The Consequences of Institutional Proliferation

Let me respond to two points made in recent posts. First, Ann’s argument that no one knows what China will become, and that China is undergoing dramatic political and social as well economic change, is surely correct. I have no great knowledge of China and am the first to admit it. My only point was that when it comes to the role and significance of global civil society, China’s current practices suggest a markedly different approach than that of the West. In assessing the future of global governance, therefore, we need to take that difference into account, even if China may shift its preferences over the long term.

Point two concerns international institutions. Earlier Dan wrote about a possible “Gresham’s law” of institutions. Gresham originally wrote about money, and posited that bad money — i.e., inflated or debased money — would drive out good money. Analogizing from this prediction, Dan suggests that the proliferation of global institutions leads to more “choice” for states and possibly to the debasing of the currency, as it were, of cooperation.

He is absolutely right to point to the proliferation of international institutions as an important and relatively understudied factor in world politics. In earlier work with David Victor of Stanford I noted this phenomenon, and we hypothesized about what such agglomerations of international treaty regimes (in our jargon, “regime complexes”) might mean for global cooperation.

One of our key arguments was that forum shopping would become much more important. States who did not like the rules promulgated in a particular forum — say, the WTO — could now more easily look to other venues to raise analogous issues. For instance, rules about trade in genetically-modified organisms exist in a host of UN and non-UN organizations. As a result the legal framework is uncertain, or at least inconsistent. In fact, we suggested that this inconsistency was often deliberate, and that some states used “strategic inconsistency” as a political maneuver. By creating conflicting legal rules these states could argue that they too were following international law and acting in a multilateral fashion. And they could take advantage of the propensity of international tribunals to look at international law holistically, in order to push tribunals toward compromise solutions in particular disputes.

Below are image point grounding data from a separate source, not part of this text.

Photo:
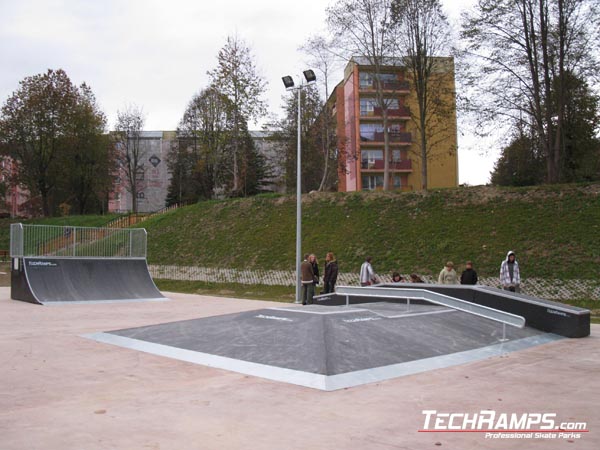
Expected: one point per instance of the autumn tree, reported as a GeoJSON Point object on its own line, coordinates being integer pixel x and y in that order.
{"type": "Point", "coordinates": [423, 38]}
{"type": "Point", "coordinates": [311, 133]}
{"type": "Point", "coordinates": [89, 156]}
{"type": "Point", "coordinates": [522, 55]}
{"type": "Point", "coordinates": [201, 160]}
{"type": "Point", "coordinates": [128, 135]}
{"type": "Point", "coordinates": [322, 58]}
{"type": "Point", "coordinates": [238, 79]}
{"type": "Point", "coordinates": [53, 130]}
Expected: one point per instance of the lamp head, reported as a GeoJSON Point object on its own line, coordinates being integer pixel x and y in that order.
{"type": "Point", "coordinates": [310, 76]}
{"type": "Point", "coordinates": [288, 82]}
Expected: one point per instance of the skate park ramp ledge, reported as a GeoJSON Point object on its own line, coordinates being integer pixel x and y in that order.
{"type": "Point", "coordinates": [362, 336]}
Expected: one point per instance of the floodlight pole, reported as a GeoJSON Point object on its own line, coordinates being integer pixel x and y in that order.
{"type": "Point", "coordinates": [299, 200]}
{"type": "Point", "coordinates": [289, 84]}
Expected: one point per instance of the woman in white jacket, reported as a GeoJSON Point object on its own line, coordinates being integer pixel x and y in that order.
{"type": "Point", "coordinates": [510, 278]}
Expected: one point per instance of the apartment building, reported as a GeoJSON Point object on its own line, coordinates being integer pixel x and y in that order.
{"type": "Point", "coordinates": [360, 133]}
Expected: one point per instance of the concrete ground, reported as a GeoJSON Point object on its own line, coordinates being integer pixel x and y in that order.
{"type": "Point", "coordinates": [59, 390]}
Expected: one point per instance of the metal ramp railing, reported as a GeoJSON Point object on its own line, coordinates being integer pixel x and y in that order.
{"type": "Point", "coordinates": [439, 299]}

The rising density of international institutions is certain to prove significant. The harder question, as Dan notes, is whether this trend will lead to a Gresham effect — in which global institutions increasingly weaken as a welter of rules drives out the good institutions and creates a legal morass — or whether we will see competition among international institutions leading to stronger and better rules: what economists might call a Tiebout effect.

Also from this issue

Lead Essay

  • Drawing from his recent book, All Politics is Global: Explaining International Regulatory Regimes, Tufts University’s Daniel Drezner explains that “for many issues that comprise the daily substance of our lives … the politics have gone global.” However, he argues, the intellectual response to this development has been out of proportion to its real extent. When great powers coordinate on regulatory standards, that may be enough to shift the rest of the globe. But, as Drezner illustrates from examples ranging from the Internet to genetically modified foods, when the costs of adjustment are too high for states with economic heft, global regulatory coordination tends not to be forthcoming. In the end, we get neither a “race to the bottom,” nor liberation from the state through jurisdictional competition. “Globalization is not irrelevant to global governance,” Drezner concludes, “but it is not transformative either.”

Response Essays

  • Ann Florini, director of the Centre on Asia and Globalisation at the National University of Singapore and senior fellow at the Brookings Institutions disagrees with Daniel Drezner’s claim that global governance remains dominated by a few great state powers. “We’re heading for a multi-polar system where very different kinds of states, at very different levels of development, will matter,” Florini argues. And, she maintains, “ ‘regulation’ is no longer done only by governments.” For example, corporations, not states, put international protection of intellectual property rights on the table, but it was small states and pressure from civil society groups that eventually determined effective policy. Florini suggests Drezner’s analysis is confused by an over-simple idea of the interests of great states. “How states define what their interests are is one of the most important ways globalization is affecting outcomes in global rule-making.”

  • Jeremy A. Rabkin, professor of law at George Mason, writes, “one can accept almost everything [Drezner] says in his essay and still think the challenges we face now are different, in important ways, from the patterns we had become accustomed to in the past.” The collapse of communism and the discrediting of socialism has led to a world in which “states now are so entangled in international regimes — because so entangled in international exchange — that the accepted rules of international economic conduct are now recognized to be very important.” Though the U.S. can in principle block international rules contrary to its overall interests, domestic interests jump at the chance to push their narrow agendas, it is often easier to go along than to fight, and some marginal changes occur simply through neglect. But “marginal changes can add up to sizable effects in the aggregate.”

  • “In the main [Drezner’s] argument is persuasive,” writes Kal Raustiala, director of UCLA’s Ronald W. Burkle Center for International Relations. However, the continued preeminence of states on the world stage “is a bit more ambiguous and complex than Drezner suggests.” Raustiala argues that critics of globalization increasingly “expect more openness, more transparency, more accountability; in other words, a process more like domestic governance.” Raustiala contends that can learn something important by looking to domestic politics: powerful lobbyists and special interests did not emerge because the state was getting weaker. “The rise of interdependence and NGOs in American society didn’t signal the end of the state; it signaled the growth of the state.”